From selling drugs at 13 years old and attending juvenile prison at 15, to moving to Whistler at 16 and becoming one of the most influential snowboarders of the early 2000s by 19, Andrew Geeves has experienced a lot. And, as a result, he has a lot of wisdom to share. He is also a person who continues to work on himself. Geeves has struggled with mental health and addiction his whole life, and some of it was a direct result of snowboarding and snowboard culture. Right now, Geeves lives in Ottawa, keeps his head down, and boards a lot. Even when asking him to do this, he shared how he didn't really want to, and how it took a perspective shift to make it happen. "I kinda just wanna be forgotten about," he says. "But then I started thinking, if I can have the opportunity to help some up-and-comers with things that I did wrong, that could prolong their longevity within the industry, then I should.

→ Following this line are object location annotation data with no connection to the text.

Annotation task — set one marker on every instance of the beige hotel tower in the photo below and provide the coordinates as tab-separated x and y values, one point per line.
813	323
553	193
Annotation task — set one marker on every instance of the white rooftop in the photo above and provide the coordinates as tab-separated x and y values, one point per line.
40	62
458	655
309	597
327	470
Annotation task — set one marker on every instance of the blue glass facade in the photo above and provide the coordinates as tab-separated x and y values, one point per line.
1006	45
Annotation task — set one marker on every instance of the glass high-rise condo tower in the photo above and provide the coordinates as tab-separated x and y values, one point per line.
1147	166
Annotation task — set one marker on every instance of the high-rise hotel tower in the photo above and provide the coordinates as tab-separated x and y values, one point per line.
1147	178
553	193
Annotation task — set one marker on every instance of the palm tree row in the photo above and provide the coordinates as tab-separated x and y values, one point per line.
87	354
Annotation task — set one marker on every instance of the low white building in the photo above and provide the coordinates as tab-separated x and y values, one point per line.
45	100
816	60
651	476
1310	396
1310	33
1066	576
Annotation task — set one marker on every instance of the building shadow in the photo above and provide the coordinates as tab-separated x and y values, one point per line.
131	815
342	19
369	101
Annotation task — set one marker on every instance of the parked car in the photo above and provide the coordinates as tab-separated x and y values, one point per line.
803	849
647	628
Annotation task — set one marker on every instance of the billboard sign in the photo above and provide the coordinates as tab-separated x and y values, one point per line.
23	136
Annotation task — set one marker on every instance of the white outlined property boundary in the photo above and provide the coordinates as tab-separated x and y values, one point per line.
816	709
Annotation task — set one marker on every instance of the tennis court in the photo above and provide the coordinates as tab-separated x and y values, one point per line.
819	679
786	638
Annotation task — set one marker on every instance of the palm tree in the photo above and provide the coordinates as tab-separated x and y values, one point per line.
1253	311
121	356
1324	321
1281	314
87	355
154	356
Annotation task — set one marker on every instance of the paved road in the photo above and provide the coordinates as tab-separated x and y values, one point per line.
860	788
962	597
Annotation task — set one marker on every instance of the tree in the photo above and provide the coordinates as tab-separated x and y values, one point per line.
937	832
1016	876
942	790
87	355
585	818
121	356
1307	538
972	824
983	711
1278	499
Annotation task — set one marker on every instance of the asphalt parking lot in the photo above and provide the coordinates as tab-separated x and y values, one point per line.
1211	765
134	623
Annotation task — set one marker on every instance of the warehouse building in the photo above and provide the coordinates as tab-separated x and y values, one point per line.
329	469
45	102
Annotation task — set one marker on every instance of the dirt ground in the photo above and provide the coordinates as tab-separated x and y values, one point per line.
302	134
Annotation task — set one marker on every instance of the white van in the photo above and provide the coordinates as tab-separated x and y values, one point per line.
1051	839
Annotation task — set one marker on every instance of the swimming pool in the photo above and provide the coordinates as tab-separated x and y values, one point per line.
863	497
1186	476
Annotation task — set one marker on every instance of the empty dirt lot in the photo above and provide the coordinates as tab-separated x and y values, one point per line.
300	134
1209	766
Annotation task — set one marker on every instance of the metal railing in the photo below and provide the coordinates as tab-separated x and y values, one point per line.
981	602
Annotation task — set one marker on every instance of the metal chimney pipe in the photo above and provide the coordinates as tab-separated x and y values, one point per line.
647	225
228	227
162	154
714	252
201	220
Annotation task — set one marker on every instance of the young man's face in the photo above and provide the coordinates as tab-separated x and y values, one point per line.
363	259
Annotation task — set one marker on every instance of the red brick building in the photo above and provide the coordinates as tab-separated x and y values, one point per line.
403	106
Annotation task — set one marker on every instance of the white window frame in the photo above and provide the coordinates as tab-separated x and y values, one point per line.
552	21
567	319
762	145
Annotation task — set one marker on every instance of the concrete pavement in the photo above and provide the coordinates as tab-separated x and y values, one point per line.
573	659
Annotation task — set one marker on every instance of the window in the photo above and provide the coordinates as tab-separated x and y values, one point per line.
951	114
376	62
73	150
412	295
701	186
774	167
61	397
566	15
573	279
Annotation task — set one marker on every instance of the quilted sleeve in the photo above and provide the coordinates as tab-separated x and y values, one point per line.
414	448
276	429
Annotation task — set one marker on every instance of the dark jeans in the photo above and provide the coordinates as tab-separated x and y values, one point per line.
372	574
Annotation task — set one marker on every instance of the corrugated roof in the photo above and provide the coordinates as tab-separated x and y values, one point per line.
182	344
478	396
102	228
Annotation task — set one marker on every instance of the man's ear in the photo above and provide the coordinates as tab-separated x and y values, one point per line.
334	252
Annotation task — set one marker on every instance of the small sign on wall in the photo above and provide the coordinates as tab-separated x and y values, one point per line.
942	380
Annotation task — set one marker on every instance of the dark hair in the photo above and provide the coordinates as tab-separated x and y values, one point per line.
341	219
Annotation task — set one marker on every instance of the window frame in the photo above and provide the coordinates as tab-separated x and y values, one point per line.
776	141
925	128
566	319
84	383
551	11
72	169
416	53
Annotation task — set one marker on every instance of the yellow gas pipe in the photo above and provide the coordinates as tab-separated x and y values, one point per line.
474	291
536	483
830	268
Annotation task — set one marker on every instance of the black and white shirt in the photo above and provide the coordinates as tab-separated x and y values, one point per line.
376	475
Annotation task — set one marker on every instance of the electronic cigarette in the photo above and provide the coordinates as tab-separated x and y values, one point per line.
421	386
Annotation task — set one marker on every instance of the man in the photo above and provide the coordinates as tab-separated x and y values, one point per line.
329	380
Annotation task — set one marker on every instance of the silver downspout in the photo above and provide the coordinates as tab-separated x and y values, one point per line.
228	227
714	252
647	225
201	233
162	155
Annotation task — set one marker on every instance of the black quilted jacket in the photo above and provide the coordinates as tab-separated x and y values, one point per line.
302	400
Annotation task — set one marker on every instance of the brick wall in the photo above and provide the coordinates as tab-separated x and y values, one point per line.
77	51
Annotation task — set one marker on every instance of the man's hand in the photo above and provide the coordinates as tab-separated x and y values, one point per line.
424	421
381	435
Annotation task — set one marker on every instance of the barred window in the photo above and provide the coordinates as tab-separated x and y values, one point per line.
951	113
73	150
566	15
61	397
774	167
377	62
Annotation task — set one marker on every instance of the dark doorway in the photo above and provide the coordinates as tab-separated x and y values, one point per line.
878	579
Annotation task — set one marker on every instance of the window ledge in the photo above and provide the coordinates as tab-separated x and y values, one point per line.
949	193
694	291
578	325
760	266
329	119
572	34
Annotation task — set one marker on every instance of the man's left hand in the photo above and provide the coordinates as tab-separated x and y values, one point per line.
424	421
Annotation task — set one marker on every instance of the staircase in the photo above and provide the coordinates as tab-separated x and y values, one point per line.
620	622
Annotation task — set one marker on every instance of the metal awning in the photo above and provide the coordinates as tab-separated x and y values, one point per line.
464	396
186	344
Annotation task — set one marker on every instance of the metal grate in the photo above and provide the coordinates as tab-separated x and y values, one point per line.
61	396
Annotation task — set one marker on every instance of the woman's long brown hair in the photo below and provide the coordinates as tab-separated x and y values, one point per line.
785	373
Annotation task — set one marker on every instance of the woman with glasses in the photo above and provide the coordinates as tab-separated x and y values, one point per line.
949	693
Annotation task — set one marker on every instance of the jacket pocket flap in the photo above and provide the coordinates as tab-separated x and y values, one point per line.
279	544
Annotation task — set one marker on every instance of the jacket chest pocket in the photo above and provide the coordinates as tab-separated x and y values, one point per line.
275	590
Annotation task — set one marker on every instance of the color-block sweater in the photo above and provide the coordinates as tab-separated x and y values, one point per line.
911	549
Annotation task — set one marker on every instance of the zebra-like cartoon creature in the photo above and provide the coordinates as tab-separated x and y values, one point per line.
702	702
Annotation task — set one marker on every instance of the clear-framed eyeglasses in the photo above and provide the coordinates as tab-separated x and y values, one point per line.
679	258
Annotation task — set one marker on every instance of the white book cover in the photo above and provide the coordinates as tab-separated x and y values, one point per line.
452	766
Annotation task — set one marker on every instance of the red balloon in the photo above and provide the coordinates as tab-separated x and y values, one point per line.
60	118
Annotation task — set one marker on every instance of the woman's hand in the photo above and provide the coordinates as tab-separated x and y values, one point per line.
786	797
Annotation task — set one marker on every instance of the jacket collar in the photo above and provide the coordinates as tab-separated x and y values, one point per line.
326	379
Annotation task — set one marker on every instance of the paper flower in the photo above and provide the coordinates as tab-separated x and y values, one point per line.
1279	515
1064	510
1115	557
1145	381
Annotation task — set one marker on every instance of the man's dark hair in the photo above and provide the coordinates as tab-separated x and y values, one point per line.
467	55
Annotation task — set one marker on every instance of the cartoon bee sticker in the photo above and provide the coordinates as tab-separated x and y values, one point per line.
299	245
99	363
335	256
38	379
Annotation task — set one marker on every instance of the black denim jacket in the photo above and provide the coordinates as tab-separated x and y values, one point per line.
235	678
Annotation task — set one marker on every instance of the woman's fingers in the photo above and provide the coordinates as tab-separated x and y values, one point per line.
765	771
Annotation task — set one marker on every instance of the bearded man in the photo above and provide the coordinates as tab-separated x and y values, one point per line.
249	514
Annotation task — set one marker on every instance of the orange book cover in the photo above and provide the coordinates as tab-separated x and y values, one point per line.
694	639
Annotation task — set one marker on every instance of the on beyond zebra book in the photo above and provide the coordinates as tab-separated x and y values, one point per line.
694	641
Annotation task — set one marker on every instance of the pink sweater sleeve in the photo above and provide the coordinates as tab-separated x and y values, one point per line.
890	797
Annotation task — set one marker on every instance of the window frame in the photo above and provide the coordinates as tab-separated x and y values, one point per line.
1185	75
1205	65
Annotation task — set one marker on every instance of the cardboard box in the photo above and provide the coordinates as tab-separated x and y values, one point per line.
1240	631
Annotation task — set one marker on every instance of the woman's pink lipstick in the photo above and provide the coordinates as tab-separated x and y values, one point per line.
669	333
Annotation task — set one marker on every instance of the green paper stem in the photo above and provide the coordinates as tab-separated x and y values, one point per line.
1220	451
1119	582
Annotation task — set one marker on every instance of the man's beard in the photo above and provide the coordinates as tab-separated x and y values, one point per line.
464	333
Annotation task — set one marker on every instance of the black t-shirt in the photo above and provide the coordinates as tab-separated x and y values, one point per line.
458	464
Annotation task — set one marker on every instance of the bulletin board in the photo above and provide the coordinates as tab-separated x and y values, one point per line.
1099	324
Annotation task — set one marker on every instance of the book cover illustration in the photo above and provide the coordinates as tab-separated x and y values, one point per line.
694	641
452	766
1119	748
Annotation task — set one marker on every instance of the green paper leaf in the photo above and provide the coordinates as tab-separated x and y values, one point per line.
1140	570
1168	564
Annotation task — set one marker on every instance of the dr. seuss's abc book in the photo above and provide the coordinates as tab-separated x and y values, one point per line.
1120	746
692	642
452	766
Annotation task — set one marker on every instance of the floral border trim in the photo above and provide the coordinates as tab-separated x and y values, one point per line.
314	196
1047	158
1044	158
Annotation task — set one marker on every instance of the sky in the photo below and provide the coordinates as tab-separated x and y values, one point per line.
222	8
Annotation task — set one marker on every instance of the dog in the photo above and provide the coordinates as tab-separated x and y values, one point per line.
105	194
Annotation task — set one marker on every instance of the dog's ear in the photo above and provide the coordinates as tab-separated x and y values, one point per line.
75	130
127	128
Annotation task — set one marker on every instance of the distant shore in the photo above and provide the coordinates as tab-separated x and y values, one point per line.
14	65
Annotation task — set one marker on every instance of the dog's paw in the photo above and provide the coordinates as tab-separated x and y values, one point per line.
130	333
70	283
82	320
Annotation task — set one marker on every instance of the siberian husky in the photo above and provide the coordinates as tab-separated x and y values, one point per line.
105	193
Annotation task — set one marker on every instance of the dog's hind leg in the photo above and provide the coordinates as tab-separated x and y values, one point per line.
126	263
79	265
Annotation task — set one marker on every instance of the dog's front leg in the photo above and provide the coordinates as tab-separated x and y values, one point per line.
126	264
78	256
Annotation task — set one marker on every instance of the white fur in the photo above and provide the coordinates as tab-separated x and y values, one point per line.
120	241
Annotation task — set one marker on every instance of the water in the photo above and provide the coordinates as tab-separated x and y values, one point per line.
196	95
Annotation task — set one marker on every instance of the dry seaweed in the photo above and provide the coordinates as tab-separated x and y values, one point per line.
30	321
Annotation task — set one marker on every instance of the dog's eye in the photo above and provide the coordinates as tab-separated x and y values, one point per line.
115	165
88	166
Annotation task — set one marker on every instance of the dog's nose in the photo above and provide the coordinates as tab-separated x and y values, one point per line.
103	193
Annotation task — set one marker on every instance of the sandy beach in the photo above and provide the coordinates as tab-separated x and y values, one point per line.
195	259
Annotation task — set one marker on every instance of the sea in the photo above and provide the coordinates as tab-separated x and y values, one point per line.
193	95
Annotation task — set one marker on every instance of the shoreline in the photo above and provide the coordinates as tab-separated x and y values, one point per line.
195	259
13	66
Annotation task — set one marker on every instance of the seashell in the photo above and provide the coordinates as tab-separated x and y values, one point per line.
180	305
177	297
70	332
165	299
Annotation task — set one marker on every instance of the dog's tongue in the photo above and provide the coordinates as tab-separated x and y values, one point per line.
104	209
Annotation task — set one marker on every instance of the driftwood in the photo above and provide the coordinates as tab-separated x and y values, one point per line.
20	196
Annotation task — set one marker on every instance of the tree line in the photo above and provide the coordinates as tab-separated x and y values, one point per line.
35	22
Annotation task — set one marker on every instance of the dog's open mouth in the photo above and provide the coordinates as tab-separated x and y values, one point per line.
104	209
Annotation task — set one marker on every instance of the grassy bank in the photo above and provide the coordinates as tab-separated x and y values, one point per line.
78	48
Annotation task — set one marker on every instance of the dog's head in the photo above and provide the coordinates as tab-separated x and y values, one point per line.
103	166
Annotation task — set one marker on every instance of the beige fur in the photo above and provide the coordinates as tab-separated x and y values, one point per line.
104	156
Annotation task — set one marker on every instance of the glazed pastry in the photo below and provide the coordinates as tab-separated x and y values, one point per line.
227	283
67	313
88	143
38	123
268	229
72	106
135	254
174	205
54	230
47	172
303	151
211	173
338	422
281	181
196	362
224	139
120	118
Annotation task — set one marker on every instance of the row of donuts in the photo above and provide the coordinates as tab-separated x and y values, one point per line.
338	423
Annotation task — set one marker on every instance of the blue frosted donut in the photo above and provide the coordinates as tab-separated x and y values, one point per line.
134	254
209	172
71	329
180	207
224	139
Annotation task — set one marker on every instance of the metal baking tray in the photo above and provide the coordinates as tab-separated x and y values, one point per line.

I might as well do something positive." The following two lessons are from Geeves. They are what he learned from snowboarding.
By William Fraser
1. Don't Burn Bridges
Fuck, off the top of my head, I've got one that I've done so many fuckin' times, and I've always had a reason to do it, but I also cringe every single time I think about it. It's the lesson of not burning your bridges. That, by far, is the most important thing I've learned from snowboarding. You can't take back what you say. And for me, that was really hard at times. I'm one to stick to my guns, and I've put numerous people on blast because of that, especially after a few drinks. I would just let loose. I'm a nice guy and everything, but at times, I just couldn't hack it. There were instances where I felt so crossed by people, especially when people say that they have your back, and don't come through. That always got me. That shit would just set me off. You got to just fuckin' roll with the punches, though. No one wants some rowdy kid who is talking shit. You can't do what I did in my career. Snowboarding is a small fuckin’ world, and that goes for any industry. It's all small, and word gets around, believe me, learn from me, you wanna keep that professionalism. Especially now, you're easy to replace. There is always some kid or person out there ready to take your spot. It doesn't matter how good you are, because that's only half of it. The other half is how you carry yourself. You've gotta play the game, no matter what it is. If you wanna succeed, you've gotta dance! It will get you so much further than being a dick.
2. Be Yourself
The next one is, stand your ground and speak your mind. Snowboarding, to me, is about being an individual. It’s not so much of a sport as it is an art. So, as much as you should be professional, without a doubt, know when you’re losing yourself. When that brand, or whatever, is pushing you too far into someone you’re not, be aware of that. In some way, I feel like that’s kinda what happened with me and DC. I’m amazed at how far I even made it. Like, you gotta take shit when you’re with a brand that doesn’t align with you. Honestly, to make snowboarding a career, and a job, is a fucking scary thing. You’re taking your biggest passions and, if you got a big-name sponsor, you’re letting them control you. With DC, they hired me not because I was a good snowboarder, but because I was a character, but eventually they didn’t like the character. They wanted to change it. I found that hard. I’m the person who is me no matter what, maybe even to a fault. So, in 2008 with that big economic crash, I was out, which was hard. My parents don’t have money. I don’t have that credit card. I didn’t have a safety net. All my eggs were in the DC basket, which sucked, but I was also tired of it all. I just wanted to be me without all the bullshit. So, in snowboarding, be smart about your sponsors. And, in life, be smart about who you support. Don’t get sponsors, or even jobs, with people who don’t support who you are. It can really mess you up. I’m not saying don’t be respectful about all that stuff. That’s not it. Be a good person, but don’t get tied down in someone else’s vision.